Today the company, which is led by Meta product veterans Keith Peiris and Henri Liriani, has released a new suite of generative storytelling features powered by GPT-3. They’re built for what a press release called “intuitive collaboration with AI” — including text rewriting, length and tone adjustments, and generative customization of prompt bars. For example, makers can now choose the most appropriate tone of voice: inspiring, formal, informal, objective, convincing or playful. Creators can also specify the output type (presentation, story, or sketch), as well as the graphic style (such as Neo-Impressionist, Pop Art, Fantasy, Cyberpunk, or Anime).
“We built Tome to be a responsive, intelligent partner, not a static page,” says Peiris. “So for us, weaving generative AI into Tome was a no-brainer.”

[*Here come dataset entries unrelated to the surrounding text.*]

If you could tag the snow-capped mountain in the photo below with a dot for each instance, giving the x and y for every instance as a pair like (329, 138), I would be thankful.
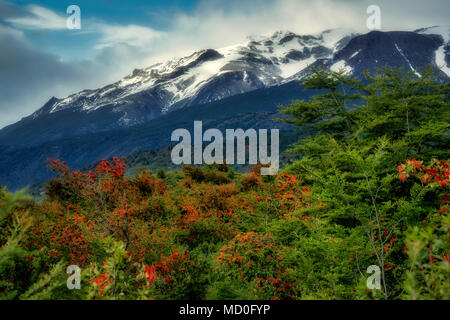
(236, 86)
(206, 76)
(214, 74)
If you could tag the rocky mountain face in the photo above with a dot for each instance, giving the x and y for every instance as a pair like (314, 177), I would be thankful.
(139, 111)
(214, 74)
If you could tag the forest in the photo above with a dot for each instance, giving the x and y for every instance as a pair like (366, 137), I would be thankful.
(366, 188)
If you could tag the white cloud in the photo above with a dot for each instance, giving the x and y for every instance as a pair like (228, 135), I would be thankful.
(213, 24)
(39, 18)
(133, 35)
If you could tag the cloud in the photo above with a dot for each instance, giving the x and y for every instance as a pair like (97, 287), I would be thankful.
(133, 35)
(29, 76)
(39, 18)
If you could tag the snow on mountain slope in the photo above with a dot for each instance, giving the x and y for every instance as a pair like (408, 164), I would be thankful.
(443, 53)
(214, 74)
(259, 62)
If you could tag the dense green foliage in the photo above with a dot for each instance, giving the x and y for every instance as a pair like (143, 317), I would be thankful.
(369, 188)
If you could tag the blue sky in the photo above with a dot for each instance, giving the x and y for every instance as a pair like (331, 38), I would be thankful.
(41, 58)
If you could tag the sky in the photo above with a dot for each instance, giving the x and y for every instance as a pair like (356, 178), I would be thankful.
(40, 57)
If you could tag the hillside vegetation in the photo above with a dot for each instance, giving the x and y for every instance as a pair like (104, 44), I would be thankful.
(369, 188)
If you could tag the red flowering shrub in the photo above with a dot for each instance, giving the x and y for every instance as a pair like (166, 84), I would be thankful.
(257, 258)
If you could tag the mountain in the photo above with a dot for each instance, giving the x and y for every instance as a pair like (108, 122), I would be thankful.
(236, 86)
(205, 76)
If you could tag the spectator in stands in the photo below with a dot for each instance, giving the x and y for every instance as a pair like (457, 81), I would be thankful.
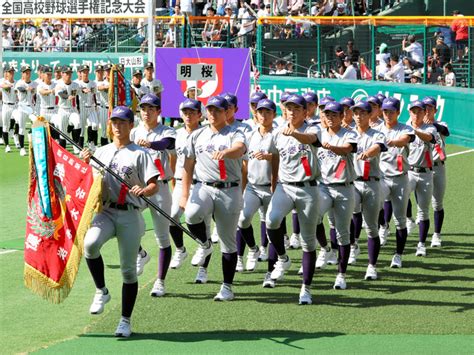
(39, 41)
(414, 50)
(198, 7)
(186, 7)
(211, 28)
(383, 57)
(7, 42)
(16, 34)
(447, 35)
(280, 67)
(55, 43)
(294, 6)
(449, 76)
(350, 72)
(247, 24)
(441, 52)
(340, 55)
(416, 77)
(27, 35)
(280, 7)
(396, 73)
(341, 10)
(461, 29)
(230, 22)
(352, 52)
(360, 8)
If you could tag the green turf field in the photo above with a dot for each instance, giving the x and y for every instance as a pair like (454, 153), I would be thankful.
(426, 307)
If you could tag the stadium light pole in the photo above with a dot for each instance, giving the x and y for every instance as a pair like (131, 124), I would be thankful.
(151, 30)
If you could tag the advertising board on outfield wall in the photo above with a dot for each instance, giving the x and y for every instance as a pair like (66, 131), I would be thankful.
(72, 8)
(455, 105)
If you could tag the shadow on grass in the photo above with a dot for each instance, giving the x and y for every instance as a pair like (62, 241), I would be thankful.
(280, 337)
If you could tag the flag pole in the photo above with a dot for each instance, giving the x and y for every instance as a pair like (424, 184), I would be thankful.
(119, 178)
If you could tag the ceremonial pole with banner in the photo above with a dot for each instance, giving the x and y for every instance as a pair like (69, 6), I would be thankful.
(62, 198)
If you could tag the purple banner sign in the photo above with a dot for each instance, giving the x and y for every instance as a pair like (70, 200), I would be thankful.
(232, 73)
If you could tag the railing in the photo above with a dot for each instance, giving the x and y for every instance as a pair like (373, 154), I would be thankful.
(306, 44)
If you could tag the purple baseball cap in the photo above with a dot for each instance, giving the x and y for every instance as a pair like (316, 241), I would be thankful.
(363, 105)
(374, 100)
(257, 96)
(381, 96)
(297, 100)
(285, 96)
(391, 104)
(150, 99)
(347, 101)
(325, 100)
(417, 103)
(218, 101)
(122, 113)
(334, 106)
(311, 97)
(231, 98)
(191, 104)
(429, 101)
(266, 103)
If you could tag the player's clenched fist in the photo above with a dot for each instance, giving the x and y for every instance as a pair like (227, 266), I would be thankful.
(219, 155)
(288, 131)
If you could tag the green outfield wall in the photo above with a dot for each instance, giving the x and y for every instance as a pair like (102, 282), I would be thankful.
(455, 105)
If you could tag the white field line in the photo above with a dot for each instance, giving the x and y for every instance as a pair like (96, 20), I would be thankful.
(459, 153)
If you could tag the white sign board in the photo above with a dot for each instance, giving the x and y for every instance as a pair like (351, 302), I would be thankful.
(71, 8)
(198, 72)
(131, 62)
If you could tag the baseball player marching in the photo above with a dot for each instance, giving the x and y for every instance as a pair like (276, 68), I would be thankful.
(420, 175)
(158, 140)
(293, 152)
(394, 166)
(7, 85)
(214, 153)
(67, 91)
(336, 188)
(120, 216)
(370, 143)
(87, 107)
(102, 97)
(439, 169)
(26, 92)
(260, 179)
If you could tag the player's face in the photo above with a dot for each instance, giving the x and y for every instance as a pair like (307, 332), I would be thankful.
(149, 114)
(9, 75)
(361, 117)
(230, 112)
(137, 79)
(334, 119)
(26, 75)
(265, 117)
(295, 114)
(216, 116)
(253, 109)
(48, 77)
(375, 109)
(390, 116)
(121, 128)
(311, 108)
(430, 112)
(417, 114)
(66, 77)
(190, 117)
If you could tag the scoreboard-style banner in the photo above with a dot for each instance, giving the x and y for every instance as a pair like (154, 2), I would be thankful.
(213, 71)
(72, 8)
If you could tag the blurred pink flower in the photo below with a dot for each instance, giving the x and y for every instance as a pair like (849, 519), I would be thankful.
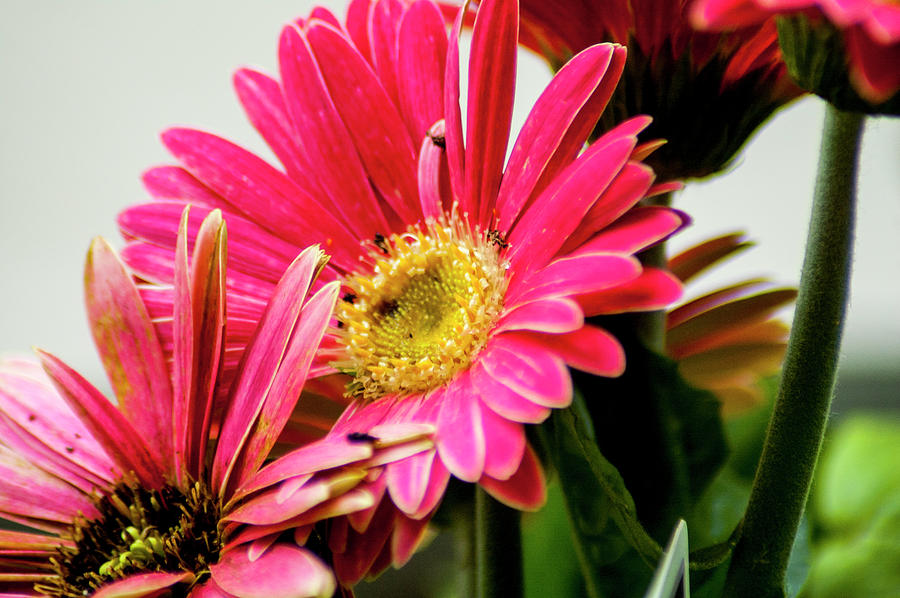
(706, 92)
(466, 283)
(728, 340)
(163, 491)
(871, 33)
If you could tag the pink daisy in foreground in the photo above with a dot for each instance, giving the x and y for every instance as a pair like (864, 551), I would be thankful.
(466, 283)
(870, 28)
(162, 494)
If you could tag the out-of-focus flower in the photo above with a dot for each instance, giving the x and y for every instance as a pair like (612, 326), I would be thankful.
(161, 493)
(728, 340)
(465, 283)
(824, 41)
(706, 92)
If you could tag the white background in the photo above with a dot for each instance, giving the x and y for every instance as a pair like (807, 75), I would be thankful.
(86, 87)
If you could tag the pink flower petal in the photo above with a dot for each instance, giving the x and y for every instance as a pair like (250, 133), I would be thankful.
(107, 425)
(407, 480)
(284, 571)
(492, 81)
(127, 343)
(552, 314)
(590, 349)
(639, 228)
(544, 227)
(653, 289)
(174, 182)
(558, 125)
(575, 275)
(526, 490)
(260, 192)
(452, 115)
(422, 58)
(259, 368)
(263, 102)
(379, 134)
(504, 445)
(538, 375)
(460, 437)
(144, 584)
(505, 401)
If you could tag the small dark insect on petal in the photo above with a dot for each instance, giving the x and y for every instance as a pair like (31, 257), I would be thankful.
(497, 238)
(381, 243)
(360, 437)
(438, 140)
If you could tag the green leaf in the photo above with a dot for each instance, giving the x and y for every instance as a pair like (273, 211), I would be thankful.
(664, 436)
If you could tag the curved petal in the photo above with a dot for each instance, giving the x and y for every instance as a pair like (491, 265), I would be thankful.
(284, 571)
(131, 354)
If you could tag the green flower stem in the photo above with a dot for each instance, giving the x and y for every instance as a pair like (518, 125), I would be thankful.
(801, 408)
(498, 549)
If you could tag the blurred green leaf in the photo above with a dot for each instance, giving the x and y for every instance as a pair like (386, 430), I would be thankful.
(855, 511)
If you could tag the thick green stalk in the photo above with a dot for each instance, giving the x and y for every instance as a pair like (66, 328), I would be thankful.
(801, 408)
(498, 549)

Beautiful AI offers presentation generation in one go
Meanwhile, San Francisco-based business-focused Beautiful AI jumped into the mix earlier this month with DesignerBot.
The company says it’s the first AI software of its kind that can generate a fully realized presentation with one simple text prompt. It can create 10 to 20 PowerPoint slides from that single prompt, including layout, text, photos and icons – it extracts the best insight into the results and decides whether each part is best presented as bullets, charts, pictures or a straight text slide.
The generative AI space is evolving so fast that the company has already developed a new product roadmap to meet the needs of its corporate enterprise customers, CEO Jason Lapp told VentureBeat.
“The biggest challenge we have to solve — and we’re going to solve it this year — is how to take private, secure enterprise-level data and marry it [these capabilities]? We are actively looking at how we can build this in,” he said.
Canva targets business users with generative AI
In December, Canva, the popular Australian-based graphic design platform, announced new efforts to target corporate business users with the release of Canva Documentsin which the company is incorporated recently released text-to-image beta built on Stable Diffusion, as well as Magic Write, an AI-powered copywriting assistant built on OpenAIs GPT-3.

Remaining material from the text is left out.